Evaluation metrics might aim to measure a general performance aspect of a model or its accuracy on a downstream task. For measuring general performance, large language models may measure the perplexity of the model on a held-out set of text data. This is an easy-to-compute measure of how well the model fits that text data. However, perplexity doesn’t tell you anything about how useful the model is in carrying out other tasks. A downstream task might be something like multiple choice question answering, or a text classification task for which you can compute accuracy, precision and recall. Current LLMs are typically evaluated on a raft of these downstream benchmarks, across a range of tasks and domains.

Still, these benchmarks only judge the kind of task which can be automatically scored because the correct behaviour is known. Researchers have devised automated metrics for more complex tasks, like summarisation or translation. However, these metrics have some limitations and model performance on complex tasks can only be thoroughly judged by a person.

Error Analysis

Usually, you 'll want to look deeper at the kind of errors that a model is making, in order to identify places where you can improve. Simply looking through the model’s predictions can yield some useful insights into how the model is performing. Some other useful ways to view errors are:

  • Confusion matrix a plot for classification tasks showing which categories were confused with each other.
  • ROC a graph that shows classification error as you trade off precision and recall
  • Stratification of your test data into different subgroups, to compute the error on those. This can help identify sub-populations with different performance, helping to identify bias in your algorithm.
  • Confidence intervals can give you an insight into the likely margin of error of your predictions
  • Statistical significance can tell you how likely it is that changes in your model are caused by chance, or by having an improved model.

Error analysis can point to places where you can improve your experimental setup and achieve a better model performance. Perhaps you notice that your model doesn’t work well for a specific sub-population, and you can acquire additional training data for that group.

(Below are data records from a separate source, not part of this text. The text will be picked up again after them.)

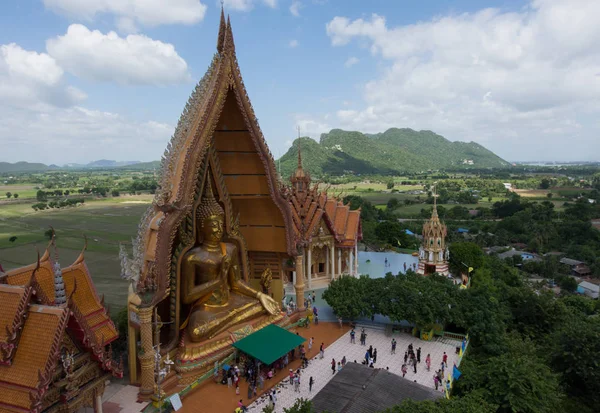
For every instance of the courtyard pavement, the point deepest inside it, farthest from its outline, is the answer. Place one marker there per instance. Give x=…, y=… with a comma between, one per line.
x=320, y=369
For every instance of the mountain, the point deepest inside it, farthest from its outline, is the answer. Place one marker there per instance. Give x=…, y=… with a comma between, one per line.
x=6, y=167
x=393, y=152
x=105, y=163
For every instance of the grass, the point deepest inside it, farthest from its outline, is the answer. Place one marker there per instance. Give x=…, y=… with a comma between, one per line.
x=106, y=223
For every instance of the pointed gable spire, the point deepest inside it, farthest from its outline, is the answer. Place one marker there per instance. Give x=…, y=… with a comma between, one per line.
x=60, y=297
x=222, y=30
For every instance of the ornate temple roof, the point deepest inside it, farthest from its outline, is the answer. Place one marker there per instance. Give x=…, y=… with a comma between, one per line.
x=34, y=325
x=309, y=206
x=434, y=228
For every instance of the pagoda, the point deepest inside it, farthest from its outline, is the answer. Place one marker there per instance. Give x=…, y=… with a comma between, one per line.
x=55, y=338
x=213, y=251
x=327, y=229
x=433, y=253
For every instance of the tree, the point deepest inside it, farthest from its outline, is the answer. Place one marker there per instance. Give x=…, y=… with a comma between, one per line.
x=468, y=404
x=464, y=255
x=545, y=183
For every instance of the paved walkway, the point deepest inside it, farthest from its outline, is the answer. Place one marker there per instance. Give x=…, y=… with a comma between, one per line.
x=320, y=369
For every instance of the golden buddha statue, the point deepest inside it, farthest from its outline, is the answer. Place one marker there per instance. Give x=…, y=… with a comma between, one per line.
x=212, y=280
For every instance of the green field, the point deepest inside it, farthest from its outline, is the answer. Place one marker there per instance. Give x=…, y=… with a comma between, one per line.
x=106, y=222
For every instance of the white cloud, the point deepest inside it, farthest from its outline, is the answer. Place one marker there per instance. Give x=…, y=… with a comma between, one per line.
x=245, y=5
x=143, y=12
x=522, y=83
x=76, y=134
x=31, y=79
x=295, y=8
x=351, y=61
x=135, y=59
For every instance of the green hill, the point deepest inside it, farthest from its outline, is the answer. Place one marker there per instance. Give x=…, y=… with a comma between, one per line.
x=6, y=167
x=393, y=152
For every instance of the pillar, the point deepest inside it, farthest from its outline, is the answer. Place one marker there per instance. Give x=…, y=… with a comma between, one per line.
x=98, y=404
x=299, y=286
x=309, y=266
x=332, y=261
x=147, y=357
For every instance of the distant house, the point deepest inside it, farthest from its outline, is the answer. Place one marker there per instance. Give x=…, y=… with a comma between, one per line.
x=589, y=289
x=526, y=256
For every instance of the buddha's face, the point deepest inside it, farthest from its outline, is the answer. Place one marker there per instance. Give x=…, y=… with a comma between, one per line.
x=212, y=228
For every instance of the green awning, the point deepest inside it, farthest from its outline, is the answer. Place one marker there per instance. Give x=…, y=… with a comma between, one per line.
x=269, y=343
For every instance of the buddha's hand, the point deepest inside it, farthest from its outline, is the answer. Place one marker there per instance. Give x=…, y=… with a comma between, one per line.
x=268, y=303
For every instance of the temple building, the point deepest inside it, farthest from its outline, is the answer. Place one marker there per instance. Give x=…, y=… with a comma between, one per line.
x=433, y=253
x=221, y=238
x=55, y=339
x=327, y=229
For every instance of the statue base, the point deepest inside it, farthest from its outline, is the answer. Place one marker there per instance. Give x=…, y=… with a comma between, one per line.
x=196, y=359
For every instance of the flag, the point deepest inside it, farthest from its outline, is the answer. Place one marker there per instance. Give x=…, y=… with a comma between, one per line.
x=456, y=372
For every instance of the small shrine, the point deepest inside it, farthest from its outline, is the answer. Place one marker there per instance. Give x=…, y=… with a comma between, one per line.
x=55, y=338
x=433, y=252
x=327, y=229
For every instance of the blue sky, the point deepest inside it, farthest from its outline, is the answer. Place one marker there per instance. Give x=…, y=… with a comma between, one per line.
x=82, y=80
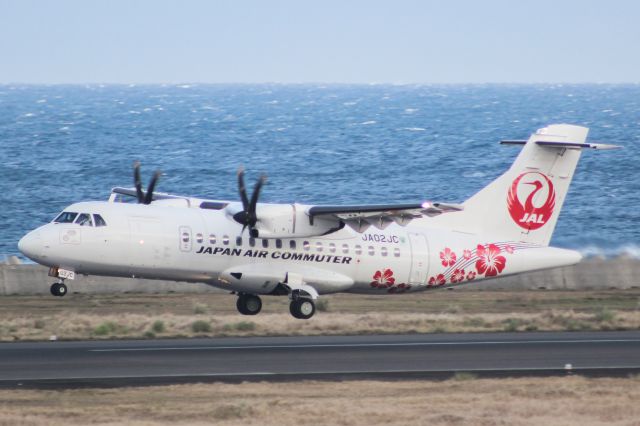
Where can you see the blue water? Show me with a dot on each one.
(318, 144)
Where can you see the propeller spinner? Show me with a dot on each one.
(247, 217)
(144, 197)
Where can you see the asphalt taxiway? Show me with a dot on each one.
(146, 362)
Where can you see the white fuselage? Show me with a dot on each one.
(176, 242)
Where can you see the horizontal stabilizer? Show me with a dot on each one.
(562, 144)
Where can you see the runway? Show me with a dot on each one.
(146, 362)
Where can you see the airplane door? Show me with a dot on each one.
(186, 238)
(419, 259)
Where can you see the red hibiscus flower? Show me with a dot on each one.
(458, 276)
(490, 263)
(383, 279)
(448, 257)
(400, 288)
(437, 280)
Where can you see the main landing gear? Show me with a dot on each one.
(59, 289)
(250, 304)
(302, 308)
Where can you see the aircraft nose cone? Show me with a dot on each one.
(31, 245)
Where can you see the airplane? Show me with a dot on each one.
(300, 251)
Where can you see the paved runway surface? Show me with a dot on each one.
(143, 362)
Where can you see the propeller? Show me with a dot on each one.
(247, 217)
(144, 198)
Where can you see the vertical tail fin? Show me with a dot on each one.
(523, 204)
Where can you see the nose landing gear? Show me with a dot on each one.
(59, 289)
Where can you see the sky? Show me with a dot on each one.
(328, 41)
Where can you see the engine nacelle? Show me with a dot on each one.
(291, 221)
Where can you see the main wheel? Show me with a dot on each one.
(249, 304)
(58, 289)
(302, 308)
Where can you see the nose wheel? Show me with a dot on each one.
(58, 289)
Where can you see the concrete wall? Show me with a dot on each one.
(589, 274)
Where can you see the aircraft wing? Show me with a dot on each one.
(359, 217)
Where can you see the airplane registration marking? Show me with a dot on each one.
(381, 238)
(364, 345)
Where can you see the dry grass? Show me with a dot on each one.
(173, 315)
(524, 401)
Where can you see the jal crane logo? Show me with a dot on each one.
(531, 215)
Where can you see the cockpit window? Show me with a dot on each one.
(98, 220)
(84, 219)
(65, 217)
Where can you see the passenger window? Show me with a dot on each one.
(84, 219)
(65, 217)
(98, 220)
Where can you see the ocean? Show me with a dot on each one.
(324, 144)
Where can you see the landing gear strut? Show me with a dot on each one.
(58, 289)
(302, 308)
(249, 304)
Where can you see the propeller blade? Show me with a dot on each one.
(242, 189)
(254, 200)
(138, 182)
(152, 185)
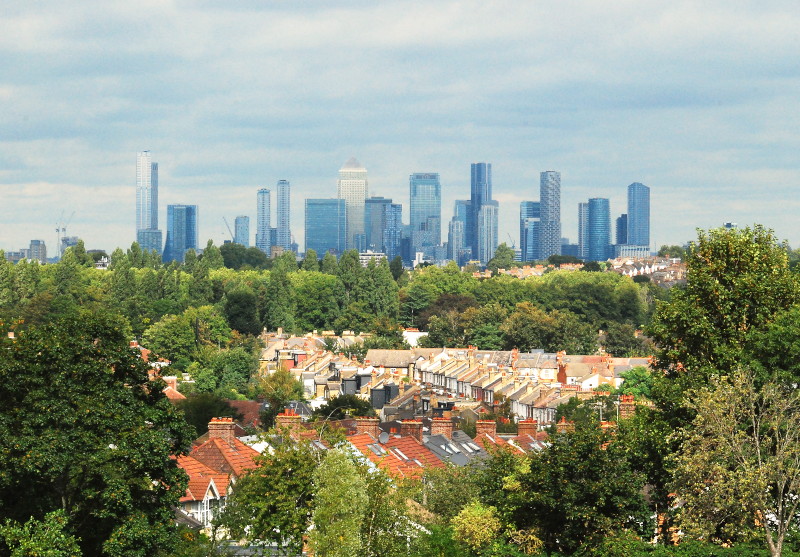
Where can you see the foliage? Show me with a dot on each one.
(45, 538)
(739, 465)
(340, 499)
(86, 432)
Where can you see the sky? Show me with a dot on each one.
(698, 100)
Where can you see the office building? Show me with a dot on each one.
(148, 235)
(638, 214)
(283, 194)
(241, 231)
(480, 194)
(486, 225)
(352, 186)
(529, 216)
(550, 219)
(425, 196)
(583, 231)
(182, 231)
(622, 229)
(599, 229)
(263, 212)
(326, 226)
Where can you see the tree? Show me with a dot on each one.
(310, 261)
(273, 503)
(739, 465)
(738, 281)
(85, 431)
(277, 388)
(340, 499)
(503, 259)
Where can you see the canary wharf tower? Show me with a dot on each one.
(148, 235)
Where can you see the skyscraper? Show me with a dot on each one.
(426, 210)
(182, 231)
(638, 214)
(550, 223)
(241, 229)
(326, 226)
(263, 210)
(352, 186)
(529, 215)
(480, 194)
(583, 230)
(284, 229)
(599, 229)
(148, 235)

Or perhaps you identify from the confusion matrix that two categories are often confused and can make a decision about whether there should be two separate categories or whether they ought to be merged into one.

This effort of examining the model’s errors in detail forms a large part of a scientist’s work. While computing metrics can give you a headline figure about the performance of your model, the time spent looking at errors can be valuable to track down improvements and build performant AI models.